Sepakat Dengan Mahfud MD, Peneliti BRIN: Pemakzulan Prabowo-Gibran Tak Harus 1 Paket!

- Sabtu, 14 Juni 2025 | 15:05 WIB
Sepakat Dengan Mahfud MD, Peneliti BRIN: Pemakzulan Prabowo-Gibran Tak Harus 1 Paket!




POLHUKAM.ID - Peneliti Utama Ilmu Politik BRIN, R Siti Zuhro, memberikan tanggapannya atas pernyataan Joko Widodo (Jokowi) yang mengatakan bahwa Presiden dan Wakil Presiden satu paket.


Adapun yang dimaksud satu paket oleh Jokowi yakni, putra sulungnya sekaligus Wapres RI, Gibran Rakabuming Raka itu sepaket dengan Presiden RI, Prabowo Subianto, walhasil keduanya tidak bisa dipisahkan.


"Pemilihan presiden kemarin kan satu paket, bukan sendiri-sendiri. Kayak di Filipina itu sendiri-sendiri. Di kita ini kan satu paket," jelas Jokowi, dikutip dari YouTube Official iNews, Jumat (6/6/2025).


"Memang mekanismenya seperti itu (menerima presiden dan wakil presiden)," sambungnya.


Namun, Siti Zuhro tidak setuju dengan hal tersebut karena menurutnya, pemakzulan itu tidak harus sepaket.


"Pernyataan Pak Jokowi bahwa pemilihan kemarin itu sepaket, dalam pemilihan lho, bukan pasca pemilihan, jadi harus ada klausul yang berbeda," ungkapnya, dalam Talkshow Dua Arah Kompas TV, Jumat (13/6/2025).


"Dalam pemilihan presiden memang diusung oleh partai dan gabungan partai, calon presiden dan calon wakil presiden," katanya.


Menurutnya, saat ini tidak ada pasal yang mengatur mengenai pemakzulan Presiden atau Wakil Presiden harus sepaket.


Dia lantas mencontohkan bahwa pemakzulan pada zaman presiden-presiden terdahulu, seperti Mohammad Hatta hingga Abdurrahman Wahid atau Gus Dur.


"Setelah mereka dilantik, apakah sepaket terus?

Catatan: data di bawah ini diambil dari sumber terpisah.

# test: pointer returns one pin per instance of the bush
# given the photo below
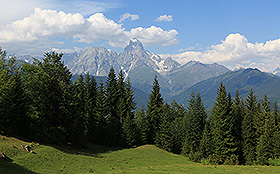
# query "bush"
(274, 162)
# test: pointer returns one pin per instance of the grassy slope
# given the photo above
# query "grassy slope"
(97, 159)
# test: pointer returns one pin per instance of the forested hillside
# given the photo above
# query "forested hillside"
(39, 101)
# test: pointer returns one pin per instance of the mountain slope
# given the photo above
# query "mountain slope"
(243, 80)
(141, 66)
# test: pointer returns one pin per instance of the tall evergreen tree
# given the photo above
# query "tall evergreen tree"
(154, 110)
(141, 125)
(178, 126)
(265, 144)
(196, 123)
(276, 135)
(101, 115)
(223, 124)
(128, 124)
(238, 116)
(249, 135)
(90, 106)
(113, 119)
(45, 83)
(13, 118)
(205, 146)
(164, 136)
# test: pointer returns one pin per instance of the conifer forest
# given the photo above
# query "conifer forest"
(39, 101)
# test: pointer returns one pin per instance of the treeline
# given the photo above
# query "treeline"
(40, 102)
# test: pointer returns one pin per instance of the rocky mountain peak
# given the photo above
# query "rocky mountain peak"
(134, 44)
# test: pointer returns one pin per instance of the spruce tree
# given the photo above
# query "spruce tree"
(196, 122)
(90, 106)
(154, 110)
(238, 116)
(205, 146)
(249, 135)
(265, 144)
(164, 136)
(13, 118)
(128, 125)
(113, 119)
(276, 135)
(222, 131)
(141, 125)
(101, 115)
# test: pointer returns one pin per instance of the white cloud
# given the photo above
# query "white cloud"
(40, 29)
(125, 16)
(235, 51)
(11, 10)
(166, 18)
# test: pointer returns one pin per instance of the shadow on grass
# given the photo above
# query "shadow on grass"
(90, 150)
(11, 168)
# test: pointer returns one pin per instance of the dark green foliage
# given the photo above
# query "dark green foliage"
(238, 116)
(164, 136)
(196, 117)
(205, 146)
(45, 83)
(178, 126)
(141, 125)
(113, 119)
(154, 111)
(223, 126)
(128, 124)
(276, 136)
(265, 144)
(249, 135)
(90, 99)
(13, 119)
(38, 101)
(101, 115)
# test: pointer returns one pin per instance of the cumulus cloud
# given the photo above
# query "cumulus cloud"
(125, 16)
(43, 26)
(166, 18)
(235, 52)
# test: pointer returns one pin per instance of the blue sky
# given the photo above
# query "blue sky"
(232, 33)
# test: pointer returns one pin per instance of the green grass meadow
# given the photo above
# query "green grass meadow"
(100, 159)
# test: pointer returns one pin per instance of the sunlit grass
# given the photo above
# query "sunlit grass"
(100, 159)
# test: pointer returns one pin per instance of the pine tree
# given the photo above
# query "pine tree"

Dwitunggal terus? Kita sudah punya presiden sebelumnya, Pak Hatta mundur, Bung Karno tak mundur," katanya.


"Artinya tidak harus sepaket maksudnya?" tanya pembawa acara.

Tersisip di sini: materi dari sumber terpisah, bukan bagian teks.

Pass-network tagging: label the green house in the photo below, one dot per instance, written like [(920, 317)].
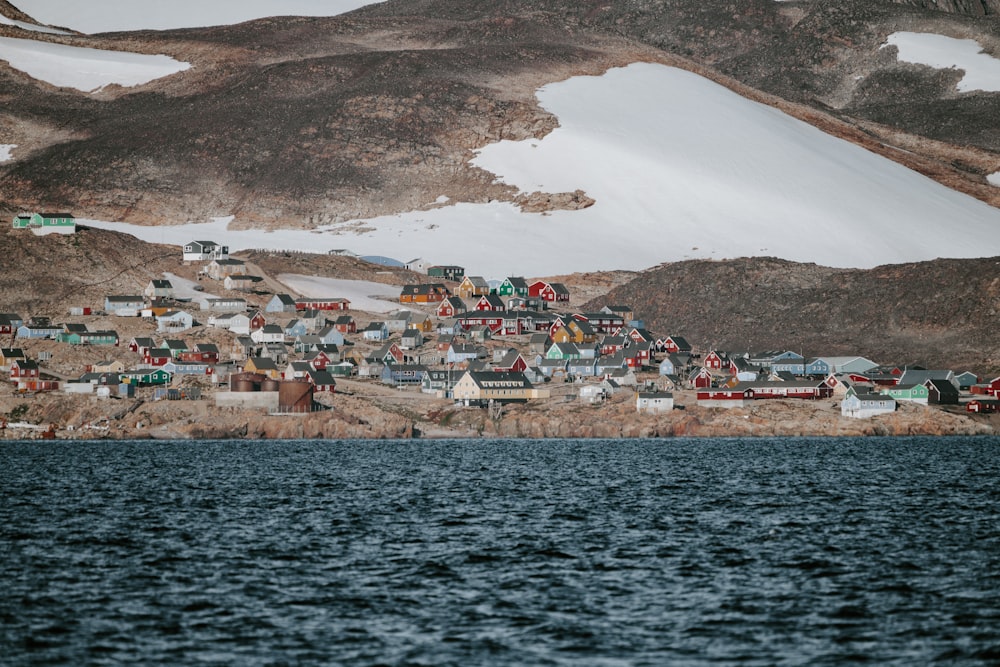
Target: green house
[(513, 287), (915, 393), (146, 378), (46, 223)]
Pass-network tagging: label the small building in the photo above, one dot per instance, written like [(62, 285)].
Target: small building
[(452, 273), (204, 251), (654, 402), (862, 404), (43, 224)]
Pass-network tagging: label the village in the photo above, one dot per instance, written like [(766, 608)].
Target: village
[(455, 338)]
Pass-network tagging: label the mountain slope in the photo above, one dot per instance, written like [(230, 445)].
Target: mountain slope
[(940, 314)]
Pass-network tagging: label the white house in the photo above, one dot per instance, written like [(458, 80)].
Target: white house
[(865, 405), (654, 402), (204, 251)]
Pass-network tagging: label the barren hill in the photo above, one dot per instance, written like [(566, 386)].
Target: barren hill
[(939, 314), (301, 121)]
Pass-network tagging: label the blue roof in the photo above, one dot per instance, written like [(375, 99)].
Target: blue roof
[(384, 261)]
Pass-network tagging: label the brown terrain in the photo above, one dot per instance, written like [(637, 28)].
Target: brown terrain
[(367, 409), (297, 122)]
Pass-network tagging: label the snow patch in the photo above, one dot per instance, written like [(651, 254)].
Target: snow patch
[(84, 68), (363, 294), (122, 15), (982, 71), (680, 168)]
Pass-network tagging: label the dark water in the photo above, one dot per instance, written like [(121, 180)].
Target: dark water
[(670, 552)]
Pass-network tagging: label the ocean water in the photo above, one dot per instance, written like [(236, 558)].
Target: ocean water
[(497, 552)]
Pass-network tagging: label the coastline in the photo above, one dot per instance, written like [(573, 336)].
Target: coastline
[(405, 415)]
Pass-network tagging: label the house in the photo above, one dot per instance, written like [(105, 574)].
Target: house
[(459, 353), (43, 224), (452, 273), (965, 380), (912, 393), (23, 368), (440, 381), (424, 293), (173, 321), (269, 333), (411, 339), (859, 404), (403, 374), (472, 286), (552, 292), (159, 289), (220, 269), (280, 303), (336, 303), (451, 307), (241, 283), (262, 365), (375, 331), (204, 251), (229, 304), (322, 380), (826, 365), (295, 328), (390, 353), (983, 406), (511, 361), (345, 324), (9, 354), (9, 322), (124, 305), (480, 388), (675, 345), (399, 320), (489, 303), (941, 392), (653, 402)]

"Iya (tak harus sepaket), jadi sepaket itu harus hati-hati menjelaskannya, tidak ada sama sekali pasal yang mengatakan kalau presiden atau wakil presiden itu mundur atau berhenti atau memang dimakzulkan, lalu dua-duanya sepaket (dimakzulkan), itu ndak ada seperti itu," jelas Siti Zuhro.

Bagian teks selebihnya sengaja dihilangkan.